Thursday, June 28, 2018

As Cloud Computing Providers Post Record Profits, One Company Wants to Make Them Obsolete

Could the world's idle computers make the $200 billion cloud computing industry obsolete?

In the final years of the Obama administration, it seemed that the world was witnessing the emergence of an odd alliance between the largest establishment tech companies and the traditionally anti-establishment community of independent techies. The highest profile case involved Apple and other major corporations siding with civil rights organizations to advocate against weakening device encryption on behalf of law enforcement, and it it led to a hope that these companies were finally seeing the profit potential in having secure, satisfied customers. That hope has now evaporated in the face of continuous betrayals of user trust, and rather than take it lying down, tech users are looking into alternative solutions that put them in control.

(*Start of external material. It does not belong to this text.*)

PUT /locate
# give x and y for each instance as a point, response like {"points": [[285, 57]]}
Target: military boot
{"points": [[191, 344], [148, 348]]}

The recently passed federal Clarifying Lawful Overseas Use of Data Act, or the CLOUD Act, makes it perfectly clear why this shift away from self-interested stakeholders is so necessary. The new law was motivated by a legal demand for Microsoft to hand user data to US law enforcement, even though that data was stored outside US borders and, thus, in a different legal jurisdiction. At first, it seemed that Microsoft was planning to stand up for privacy and national sovereignty by opposing the demand in court—but, predictably, the corporation rolled over just as soon as it deemed that its own interests were protected.

The goal of the CLOUD Act is for the US to be able to compel any company that does business in the country to provide information to US law enforcement, even if that information is not actually stored within the US. If it's successful, a company's willingness to fight will become essentially irrelevant. It makes all cloud computing and cloud storage companies suspect, simply by virtue of being cloud computing companies.

Groups like the Electronic Frontier Foundation and the American Civil Liberties Union believe it also could allow US law enforcement to seize information in foreign jurisdictions because those regions have more lenient privacy laws than the US itself. The reverse, in which foreign law enforcement agencies operating under more stringent rules than the US, could gain access to protected information stored in the country, is also a major concern.